Is the index of the emotion with the highest probability

A facial image-based emotion recognition system that is calculated as and outputs the final emotion recognition result of the emotion recognition system.

The method of claim 1,
The image patch-based data is face recognition data stored in a face recognition DB, respectively, of color images reconstructed as a window around the coordinates of each feature point of a face photo according to an emotional state, and the window uses a 3x3 window or a 5x5 window. A facial image-based emotion recognition system.

delete

The method of claim 1,
The facial feature point extracting unit, the feature point-based emotion recognition unit, and the image patch-based emotion recognition unit use a convolutional neural network (CNN) having a multilayered structure of an input layer/hidden layer/output layer from the input image I, and the facial feature point extracting unit A facial image-based emotion recognition system that extracts N facial feature points including the outline of the eyebrows, eyes, nose and mouth, and chin.

delete

The method of claim 1,
The emotion recognition system
The emotion recognition system using face recognition is built in the server where face recognition DC and facial feature point data according to the emotion state during access management are stored, and the client of a PC or smartphone when face recognition of the camera image is performed in a client/server method. A facial image-based emotion recognition system that provides a face recognition and the emotion recognition result through a program.

(a) In the emotion recognition system, the face image

Providing a; And
(e) The feature point-based emotion recognition result of each individual face photo according to the emotional state by linking with the face recognition DB from the feature point-based emotion recognition unit and the image patch-based emotion recognition unit to compare with machine learning data

And image patch-based emotion recognition results

and

Is calculated,
this is

Is the index of the emotion with the highest probability

A facial image-based emotion recognition method that is calculated as and outputs the final emotion recognition result of the emotion recognition system.

The method of claim 7,
In the step (a), the facial feature point extraction unit, the feature point-based emotion recognition unit, and the image patch-based emotion recognition unit use a convolutional neural network (CNN) having a multilayered structure of an input layer/hidden layer/output layer from the input image I, and , The facial feature point extracting unit extracts N facial feature points including facial contours, eyebrows and eyes, nose and mouth, and chin.

The method of claim 7,
The face recognition DB stores feature point data of a face photo according to an individual's emotional state according to machine learning, and image patch-based data reconstructed as a window around the coordinates of each feature point of each individual face photo.
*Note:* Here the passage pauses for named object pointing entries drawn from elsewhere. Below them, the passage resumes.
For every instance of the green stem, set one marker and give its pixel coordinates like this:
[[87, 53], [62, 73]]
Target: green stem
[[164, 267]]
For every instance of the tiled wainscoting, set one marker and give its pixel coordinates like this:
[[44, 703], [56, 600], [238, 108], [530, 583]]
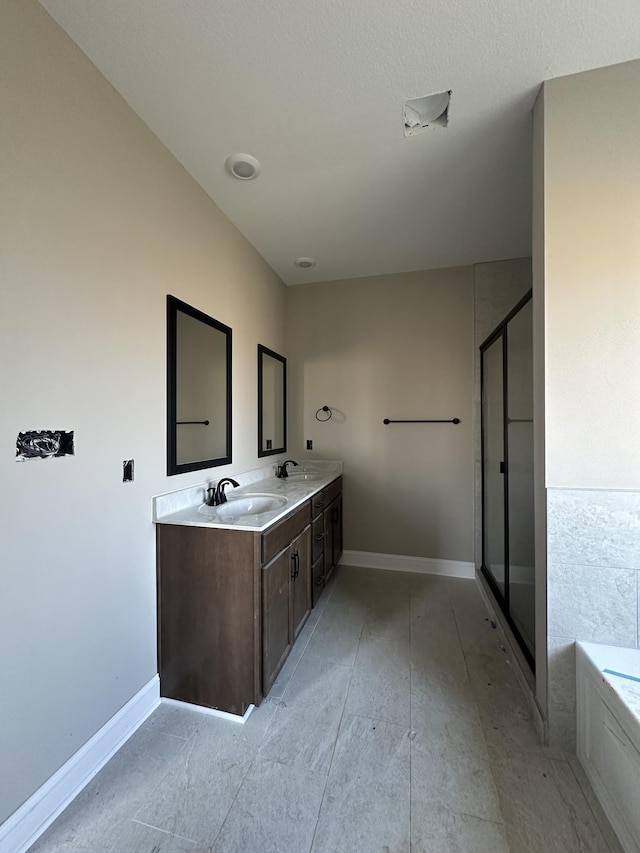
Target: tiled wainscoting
[[593, 582]]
Image-based emotion recognition method.

The method of claim 7,
The image patch-based data is face recognition data stored in a face recognition DB, respectively, of color images cut out with a window around the coordinates of each feature point of a face photo according to an emotional state, and the window uses a 3x3 window or a 5x5 window. , Face image-based emotion recognition method.

delete

The method of claim 7,
The emotion recognition system
The emotion recognition system using face recognition is built in the server where face recognition DC and facial feature point data according to the emotion state during access management are stored, and the client of a PC or smartphone when face recognition of the camera image is performed in a client/server method. A facial image-based emotion recognition method for providing face recognition and the emotion recognition result by a program.